My grandson named his dog Anubis after the ancient Egyptian canine deity that is either a jackal or a dog.
Those long-ago Egyptians worshiped about 2,000 different gods of every variety, some part animal and part human. The holies were served by an army of priests in lavish temples. The Egyptian priesthood held enormous wealth.
Does anyone today think those gods were real – or just products of the fertile human imagination?
Similarly, the Aztecs of Central America sacrificed an estimated 20,000 people yearly to an array of strange deities, including an invisible feathered serpent. Did those gods actually exist, or were they pure fantasy?
Most people know that ancient Greeks had a pantheon of colorful gods atop Mount Olympus. Greeks sacrificed great numbers of animals to them. And they visited oracles who supposedly transmitted messages from the gods. Wealth accumulated by the oracle of Delphi caused “sacred wars” that allowed Macedonians and Alexander to seize Greece and end the era of city-states.
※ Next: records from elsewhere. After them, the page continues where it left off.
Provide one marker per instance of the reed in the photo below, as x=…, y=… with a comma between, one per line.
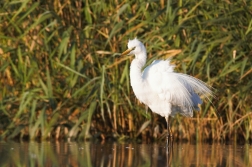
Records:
x=62, y=76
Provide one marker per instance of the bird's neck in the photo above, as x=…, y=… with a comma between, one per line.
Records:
x=136, y=71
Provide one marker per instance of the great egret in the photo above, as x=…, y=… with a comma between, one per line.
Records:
x=164, y=91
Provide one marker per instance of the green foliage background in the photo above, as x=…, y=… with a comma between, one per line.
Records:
x=61, y=74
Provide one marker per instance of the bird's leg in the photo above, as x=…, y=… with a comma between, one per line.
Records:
x=169, y=133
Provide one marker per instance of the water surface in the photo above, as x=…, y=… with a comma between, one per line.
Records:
x=89, y=154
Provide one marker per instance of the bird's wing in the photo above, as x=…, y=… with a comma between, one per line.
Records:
x=176, y=88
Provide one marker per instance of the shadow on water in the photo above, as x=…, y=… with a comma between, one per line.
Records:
x=89, y=154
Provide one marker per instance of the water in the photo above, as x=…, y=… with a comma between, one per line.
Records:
x=88, y=154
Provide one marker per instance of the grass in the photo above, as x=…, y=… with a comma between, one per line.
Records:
x=62, y=76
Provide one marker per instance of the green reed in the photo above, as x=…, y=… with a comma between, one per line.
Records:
x=62, y=75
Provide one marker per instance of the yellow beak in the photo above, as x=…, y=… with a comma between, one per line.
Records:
x=127, y=51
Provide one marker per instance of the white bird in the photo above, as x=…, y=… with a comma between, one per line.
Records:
x=164, y=91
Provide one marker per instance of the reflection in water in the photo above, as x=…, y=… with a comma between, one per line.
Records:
x=86, y=154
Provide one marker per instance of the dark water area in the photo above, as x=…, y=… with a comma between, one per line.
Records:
x=90, y=154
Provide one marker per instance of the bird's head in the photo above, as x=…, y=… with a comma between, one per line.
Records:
x=134, y=47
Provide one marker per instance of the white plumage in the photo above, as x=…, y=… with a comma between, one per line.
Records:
x=164, y=91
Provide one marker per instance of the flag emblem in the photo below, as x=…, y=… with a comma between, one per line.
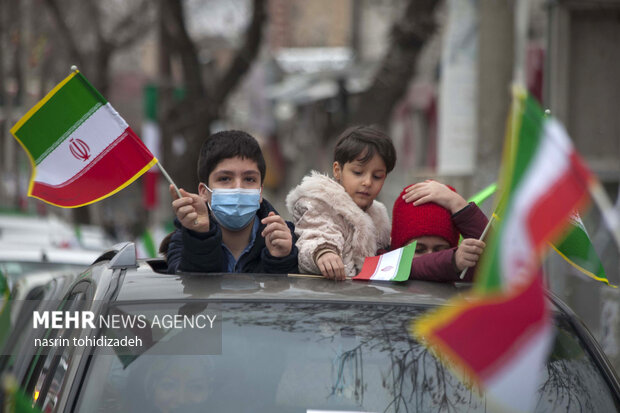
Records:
x=79, y=149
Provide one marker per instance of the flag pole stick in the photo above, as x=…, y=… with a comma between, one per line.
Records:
x=484, y=234
x=163, y=171
x=610, y=215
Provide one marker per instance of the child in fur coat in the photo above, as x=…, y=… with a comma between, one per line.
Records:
x=337, y=220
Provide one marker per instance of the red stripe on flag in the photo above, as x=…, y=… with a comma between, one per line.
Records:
x=369, y=268
x=551, y=210
x=121, y=162
x=486, y=334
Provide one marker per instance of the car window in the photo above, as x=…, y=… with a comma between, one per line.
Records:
x=285, y=357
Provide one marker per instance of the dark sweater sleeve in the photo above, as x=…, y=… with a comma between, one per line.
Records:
x=439, y=266
x=282, y=265
x=470, y=221
x=191, y=251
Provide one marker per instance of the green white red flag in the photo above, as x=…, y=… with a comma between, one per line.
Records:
x=500, y=334
x=80, y=148
x=575, y=248
x=391, y=266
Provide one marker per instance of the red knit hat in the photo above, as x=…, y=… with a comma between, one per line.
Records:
x=430, y=219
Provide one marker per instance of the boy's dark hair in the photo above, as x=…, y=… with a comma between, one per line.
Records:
x=357, y=139
x=225, y=145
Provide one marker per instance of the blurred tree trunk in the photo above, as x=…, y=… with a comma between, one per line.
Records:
x=94, y=58
x=205, y=90
x=409, y=34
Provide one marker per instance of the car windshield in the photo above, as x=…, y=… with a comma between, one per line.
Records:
x=304, y=357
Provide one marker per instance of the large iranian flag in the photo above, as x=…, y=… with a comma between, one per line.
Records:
x=500, y=334
x=80, y=148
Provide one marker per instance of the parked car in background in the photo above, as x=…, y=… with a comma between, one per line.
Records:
x=18, y=260
x=288, y=343
x=33, y=230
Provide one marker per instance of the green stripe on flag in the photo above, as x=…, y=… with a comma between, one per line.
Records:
x=577, y=249
x=63, y=109
x=404, y=266
x=528, y=118
x=483, y=195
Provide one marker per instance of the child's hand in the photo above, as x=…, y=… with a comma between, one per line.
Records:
x=277, y=235
x=433, y=191
x=331, y=266
x=468, y=253
x=191, y=210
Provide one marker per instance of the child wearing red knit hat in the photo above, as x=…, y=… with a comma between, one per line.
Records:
x=434, y=215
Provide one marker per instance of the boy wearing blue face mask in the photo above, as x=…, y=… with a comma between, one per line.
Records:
x=228, y=226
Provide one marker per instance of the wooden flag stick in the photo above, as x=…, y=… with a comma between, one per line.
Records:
x=163, y=171
x=484, y=234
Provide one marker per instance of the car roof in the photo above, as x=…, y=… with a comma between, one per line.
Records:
x=23, y=253
x=144, y=284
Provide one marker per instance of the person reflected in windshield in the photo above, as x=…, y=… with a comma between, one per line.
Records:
x=178, y=384
x=338, y=220
x=228, y=226
x=434, y=215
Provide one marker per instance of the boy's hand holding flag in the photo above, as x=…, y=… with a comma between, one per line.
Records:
x=505, y=320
The Roman empire had a similar pantheon. Were the Greek and Roman gods anything but imaginary?
Ancient Scandinavians worshiped a zoo of Norse gods – now considered imaginary.
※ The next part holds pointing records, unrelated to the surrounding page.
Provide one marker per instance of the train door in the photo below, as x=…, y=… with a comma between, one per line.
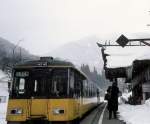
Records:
x=38, y=101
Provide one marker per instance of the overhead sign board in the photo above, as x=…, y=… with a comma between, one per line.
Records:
x=122, y=41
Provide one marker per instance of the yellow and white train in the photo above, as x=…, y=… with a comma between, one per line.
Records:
x=49, y=91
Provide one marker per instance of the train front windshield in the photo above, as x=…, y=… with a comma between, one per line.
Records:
x=42, y=83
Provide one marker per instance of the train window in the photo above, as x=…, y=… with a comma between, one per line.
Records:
x=59, y=83
x=71, y=84
x=21, y=85
x=35, y=86
x=39, y=86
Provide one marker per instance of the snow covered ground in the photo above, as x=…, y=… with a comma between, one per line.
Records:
x=135, y=114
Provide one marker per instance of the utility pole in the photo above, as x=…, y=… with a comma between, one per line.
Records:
x=13, y=51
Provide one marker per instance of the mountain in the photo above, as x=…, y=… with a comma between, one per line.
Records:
x=7, y=58
x=83, y=51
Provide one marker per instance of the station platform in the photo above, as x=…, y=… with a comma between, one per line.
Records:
x=106, y=120
x=100, y=115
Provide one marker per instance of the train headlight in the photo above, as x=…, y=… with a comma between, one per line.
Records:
x=57, y=111
x=16, y=111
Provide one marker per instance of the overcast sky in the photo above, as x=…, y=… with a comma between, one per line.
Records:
x=46, y=24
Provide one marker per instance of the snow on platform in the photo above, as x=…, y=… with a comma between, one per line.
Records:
x=135, y=114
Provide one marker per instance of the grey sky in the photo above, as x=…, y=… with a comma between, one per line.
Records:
x=47, y=24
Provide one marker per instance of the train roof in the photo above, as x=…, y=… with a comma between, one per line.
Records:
x=44, y=62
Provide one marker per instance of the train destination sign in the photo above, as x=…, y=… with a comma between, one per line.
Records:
x=22, y=74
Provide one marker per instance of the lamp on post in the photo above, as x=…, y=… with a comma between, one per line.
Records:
x=13, y=51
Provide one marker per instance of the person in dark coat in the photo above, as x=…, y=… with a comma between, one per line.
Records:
x=108, y=98
x=113, y=102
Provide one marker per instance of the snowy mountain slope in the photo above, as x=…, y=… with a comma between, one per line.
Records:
x=84, y=51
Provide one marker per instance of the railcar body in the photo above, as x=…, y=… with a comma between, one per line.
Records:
x=49, y=90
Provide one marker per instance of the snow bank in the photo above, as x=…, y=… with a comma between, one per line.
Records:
x=138, y=114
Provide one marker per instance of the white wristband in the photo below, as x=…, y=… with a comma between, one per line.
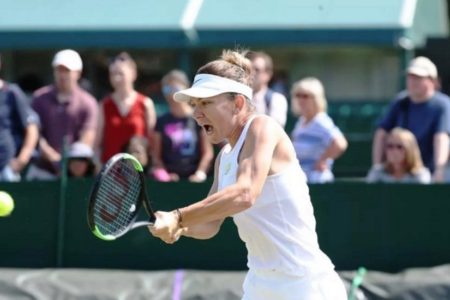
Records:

Aged Hindu vedas say there are 33 gods, but later upanishads say 330 million. One, Ganesha, has an elephant head. Some Hindus pray over models of Shiva’s penis. Shiva’s consort, Kali, supposedly has many arms. In the 19th century, some Kali followers called Thugs strangled people on her behalf. They claimed that Brahma the creator was making people faster than Shiva the destroyer could eliminate them, so Kali requested help with termination. British colonial rulers stamped out the thuggery.
Is any of this real – or merely imaginary?
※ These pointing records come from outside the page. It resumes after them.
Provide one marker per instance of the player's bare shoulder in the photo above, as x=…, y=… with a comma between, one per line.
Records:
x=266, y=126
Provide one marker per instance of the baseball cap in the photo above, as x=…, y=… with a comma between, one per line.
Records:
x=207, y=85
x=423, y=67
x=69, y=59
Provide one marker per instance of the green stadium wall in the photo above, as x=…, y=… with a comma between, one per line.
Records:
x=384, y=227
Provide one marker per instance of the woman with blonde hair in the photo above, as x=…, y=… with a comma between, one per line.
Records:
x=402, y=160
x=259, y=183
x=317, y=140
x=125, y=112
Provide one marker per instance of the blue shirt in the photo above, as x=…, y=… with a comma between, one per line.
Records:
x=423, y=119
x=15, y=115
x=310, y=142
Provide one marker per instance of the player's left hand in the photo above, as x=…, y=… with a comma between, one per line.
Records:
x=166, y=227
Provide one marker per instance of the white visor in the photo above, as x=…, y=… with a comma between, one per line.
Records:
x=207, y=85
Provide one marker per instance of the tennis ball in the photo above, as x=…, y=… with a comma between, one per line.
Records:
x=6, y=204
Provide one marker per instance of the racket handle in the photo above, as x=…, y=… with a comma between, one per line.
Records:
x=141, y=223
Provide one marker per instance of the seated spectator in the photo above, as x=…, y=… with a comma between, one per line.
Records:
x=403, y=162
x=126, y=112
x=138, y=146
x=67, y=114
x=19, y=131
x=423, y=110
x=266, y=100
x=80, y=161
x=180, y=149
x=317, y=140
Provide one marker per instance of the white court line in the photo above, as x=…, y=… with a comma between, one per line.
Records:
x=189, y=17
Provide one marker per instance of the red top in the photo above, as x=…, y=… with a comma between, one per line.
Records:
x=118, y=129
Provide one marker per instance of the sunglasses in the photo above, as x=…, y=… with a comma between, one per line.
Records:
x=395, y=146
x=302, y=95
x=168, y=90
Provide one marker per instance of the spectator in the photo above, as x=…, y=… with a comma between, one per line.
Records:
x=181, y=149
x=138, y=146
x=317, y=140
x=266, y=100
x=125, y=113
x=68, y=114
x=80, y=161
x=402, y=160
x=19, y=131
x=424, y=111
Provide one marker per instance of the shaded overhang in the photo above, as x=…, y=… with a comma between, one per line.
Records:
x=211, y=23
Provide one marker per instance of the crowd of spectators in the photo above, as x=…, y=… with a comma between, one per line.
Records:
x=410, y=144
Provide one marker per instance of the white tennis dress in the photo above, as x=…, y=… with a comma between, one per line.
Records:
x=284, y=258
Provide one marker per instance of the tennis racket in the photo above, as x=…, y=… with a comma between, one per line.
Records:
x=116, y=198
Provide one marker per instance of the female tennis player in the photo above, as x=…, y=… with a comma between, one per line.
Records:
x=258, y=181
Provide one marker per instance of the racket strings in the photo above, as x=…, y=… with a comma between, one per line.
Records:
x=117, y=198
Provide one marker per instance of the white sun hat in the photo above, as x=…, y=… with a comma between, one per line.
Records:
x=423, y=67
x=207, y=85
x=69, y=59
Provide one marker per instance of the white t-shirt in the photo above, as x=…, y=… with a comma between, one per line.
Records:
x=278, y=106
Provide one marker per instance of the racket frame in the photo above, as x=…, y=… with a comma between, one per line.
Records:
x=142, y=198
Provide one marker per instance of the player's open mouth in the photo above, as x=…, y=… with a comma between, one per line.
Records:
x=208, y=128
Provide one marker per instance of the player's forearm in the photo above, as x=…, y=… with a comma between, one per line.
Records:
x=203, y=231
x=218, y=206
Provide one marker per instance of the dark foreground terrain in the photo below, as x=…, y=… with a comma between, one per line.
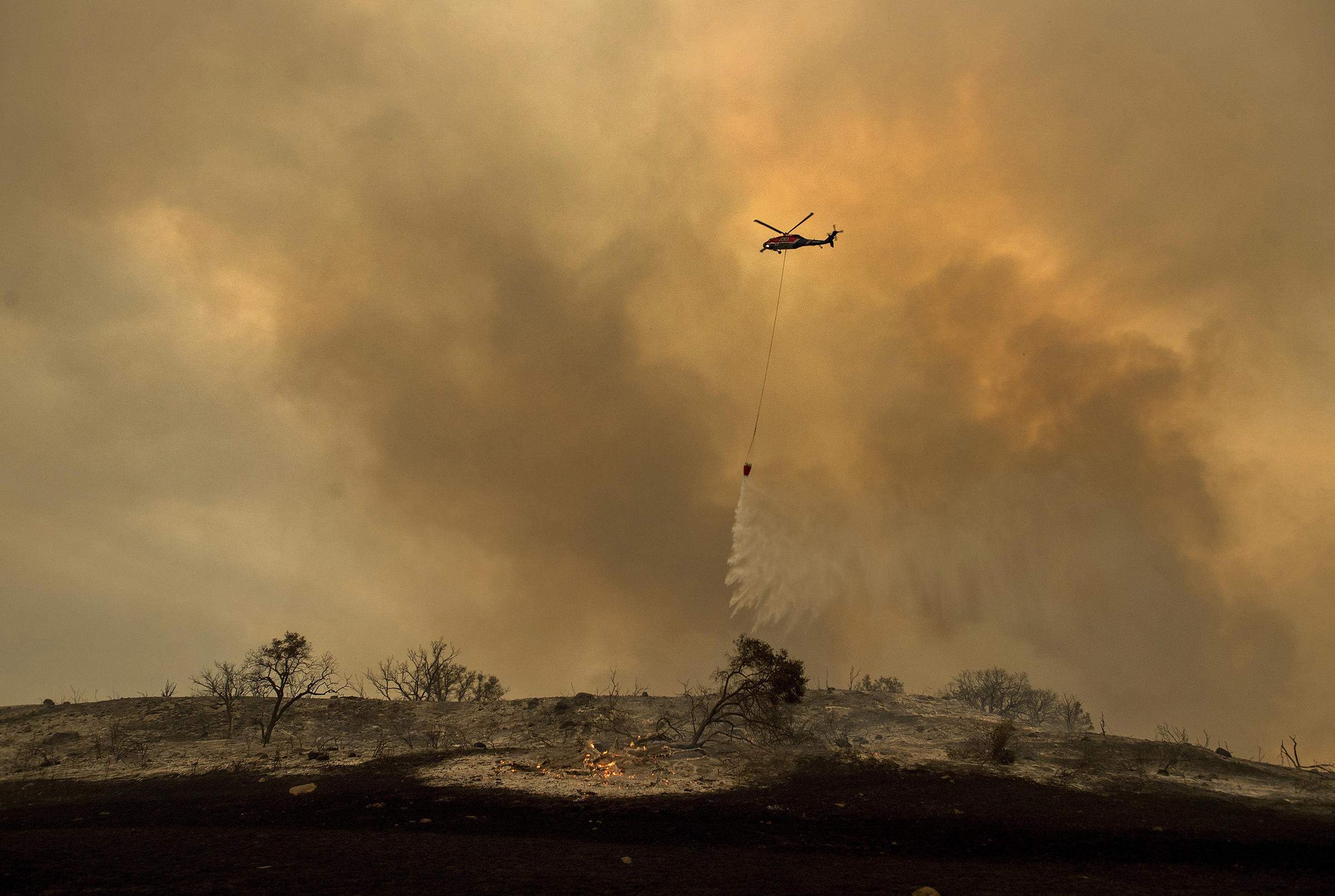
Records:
x=828, y=828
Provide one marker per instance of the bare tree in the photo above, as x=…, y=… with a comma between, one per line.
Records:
x=992, y=691
x=225, y=683
x=1290, y=758
x=755, y=691
x=1039, y=707
x=886, y=685
x=288, y=670
x=1072, y=715
x=431, y=674
x=481, y=688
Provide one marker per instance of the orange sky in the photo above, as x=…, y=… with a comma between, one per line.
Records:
x=390, y=321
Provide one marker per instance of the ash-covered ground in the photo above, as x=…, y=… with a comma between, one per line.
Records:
x=879, y=794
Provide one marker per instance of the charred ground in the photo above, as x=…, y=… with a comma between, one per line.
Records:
x=532, y=811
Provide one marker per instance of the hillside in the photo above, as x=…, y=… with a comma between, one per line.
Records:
x=551, y=795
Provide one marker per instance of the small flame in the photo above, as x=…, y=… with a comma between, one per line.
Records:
x=599, y=764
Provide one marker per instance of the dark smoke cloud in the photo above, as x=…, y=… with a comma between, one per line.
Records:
x=388, y=322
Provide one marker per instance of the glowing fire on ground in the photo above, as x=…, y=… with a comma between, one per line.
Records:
x=600, y=764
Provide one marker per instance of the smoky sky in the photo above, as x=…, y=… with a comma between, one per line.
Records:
x=384, y=322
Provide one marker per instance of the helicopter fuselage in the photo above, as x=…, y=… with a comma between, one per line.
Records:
x=792, y=241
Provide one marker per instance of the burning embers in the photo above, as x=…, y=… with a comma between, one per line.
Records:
x=600, y=763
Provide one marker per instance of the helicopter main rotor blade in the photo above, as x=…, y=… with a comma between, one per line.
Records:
x=798, y=225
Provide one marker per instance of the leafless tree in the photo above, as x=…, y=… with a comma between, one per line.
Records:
x=288, y=671
x=1072, y=715
x=431, y=674
x=992, y=691
x=753, y=694
x=225, y=683
x=1290, y=758
x=1039, y=707
x=1175, y=743
x=886, y=685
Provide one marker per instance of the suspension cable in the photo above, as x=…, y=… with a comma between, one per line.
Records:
x=768, y=355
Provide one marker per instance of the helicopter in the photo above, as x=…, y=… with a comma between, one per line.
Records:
x=787, y=239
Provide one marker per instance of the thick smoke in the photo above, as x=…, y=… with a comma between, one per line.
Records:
x=386, y=322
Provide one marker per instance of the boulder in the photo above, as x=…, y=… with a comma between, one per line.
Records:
x=61, y=737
The Encyclopedia of Gods lists 2,500 known deities – all the way to Nyakaya, the Shilluk crocodile goddess. Who knows what a crocodile goddess is, or doubts that she was imaginary?
Montaigne said: “Man is certainly stark mad. He cannot make a worm, but he will make gods by the dozen.”
Since thousands of former deities now are seen as fantasies, why should anyone think that today’s supernatural gods are real?